"В США разработка атомной подводной лодки началась несколько раньше, чем у нас (примерно на 2–3 года), – продолжает академик. – Шла она у американцев тоже в двух направлениях, в том числе была создана и лодка с реактором с жидкометаллическим теплоносителем, которую они называли "Морской волк". По-видимому, американцы придавали ей большое значение, потому что сведения о ней доходили до нас весьма и весьма скупые, но все-таки в несколько большем объеме, чем о другой лодке. Естественно, перед нашими разработчиками, в том числе и передо мной, был поставлен вопрос: продолжать ли нам разработку второго варианта?

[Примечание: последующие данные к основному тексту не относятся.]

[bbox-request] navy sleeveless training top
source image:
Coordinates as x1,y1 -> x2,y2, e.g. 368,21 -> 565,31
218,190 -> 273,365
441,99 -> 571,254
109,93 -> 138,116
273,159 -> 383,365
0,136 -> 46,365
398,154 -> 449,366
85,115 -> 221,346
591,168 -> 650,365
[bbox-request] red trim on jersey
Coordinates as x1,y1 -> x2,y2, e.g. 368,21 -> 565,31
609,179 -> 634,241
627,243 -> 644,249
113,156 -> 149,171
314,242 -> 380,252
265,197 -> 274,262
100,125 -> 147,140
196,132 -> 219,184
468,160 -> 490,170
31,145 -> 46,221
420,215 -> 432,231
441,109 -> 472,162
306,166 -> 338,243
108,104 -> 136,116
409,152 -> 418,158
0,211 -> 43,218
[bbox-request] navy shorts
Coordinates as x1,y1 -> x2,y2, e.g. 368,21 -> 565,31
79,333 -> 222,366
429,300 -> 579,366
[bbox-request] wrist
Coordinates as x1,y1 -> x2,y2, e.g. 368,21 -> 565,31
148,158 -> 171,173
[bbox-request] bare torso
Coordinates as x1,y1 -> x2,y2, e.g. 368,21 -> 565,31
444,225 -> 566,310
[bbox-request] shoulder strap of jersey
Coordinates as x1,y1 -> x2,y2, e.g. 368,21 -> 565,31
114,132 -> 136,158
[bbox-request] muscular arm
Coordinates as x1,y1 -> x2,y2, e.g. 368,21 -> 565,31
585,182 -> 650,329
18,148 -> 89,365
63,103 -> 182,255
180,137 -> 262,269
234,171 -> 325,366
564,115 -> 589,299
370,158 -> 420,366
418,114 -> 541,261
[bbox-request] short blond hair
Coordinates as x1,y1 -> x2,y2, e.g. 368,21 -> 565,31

Какое-то внутреннее чувство подсказало мне, что ограничиваться только охлаждаемым водой реактором нельзя, надо создавать обе установки. Так и было решено: продолжить разработку обоих вариантов и построить два стенда. Надо отметить, что, хотя лодки с реактором с жидкометаллическим теплоносителем не были приняты к массовому производству, определенное количество их все же было построено и эксплуатировалось. В частности, одна из этих лодок совершила длительный поход, и командир лодки, делая отчет на научно-техническом совете, очень лестно отзывался о ней. Однако повторяю, решение о широком строительстве таких лодок принято не было. Основным типом реактора у нас, так же, как и у американцев, стал реактор с водяным теплоносителем…
Так закончился 1954 г. и начался 1955-й – год начала строительства первой атомной подводной лодки в Советском Союзе. Создание ее все время шло под наблюдением научного руководителя и главных конструкторов. Помню, что к пирсу Северодвинского завода в 1957 г. была пришвартована плавбаза, на которой подолгу жили А. П. Александров, В. Н. Перегудов, П. А. Деленс и я. Мы вместе с разработчиками лодки и ее энергоустановки систематически следили за качеством монтажа. Когда первая атомная подводная лодка страны была принята государственной комиссией, Главнокомандующий Военно-морским флотом адмирал С.Г. Горшков подарил всем участникам ее создания значок с надписью "За дальний поход". Он хранится у меня по сей день как память о той нелегкой, но очень важной и увлекательной работе".
…В октябре 1999 года в Австрии проходила научная конференция, посвященная истории "Атомных проектов" СССР и США. В ней приняли участие крупнейшие ученые и конструкторы ряда стран планеты – те, кто имел прямое отношение к рождению атомного века. К сожалению, два патриарха атомной эры Эдвард Теллер и академик Доллежаль не смогли приехать на эту встречу – возраст все-таки весьма почтенный… Символично, что в первый день конференции к ее участникам с телеэкрана обратился американский физик, а в последний – российский конструктор реакторов. Таким образом, Э. Теллер и Н. Доллежаль как бы подвели черту развития атомной науки и техники в XX веке и призвали к ее развитию в будущем.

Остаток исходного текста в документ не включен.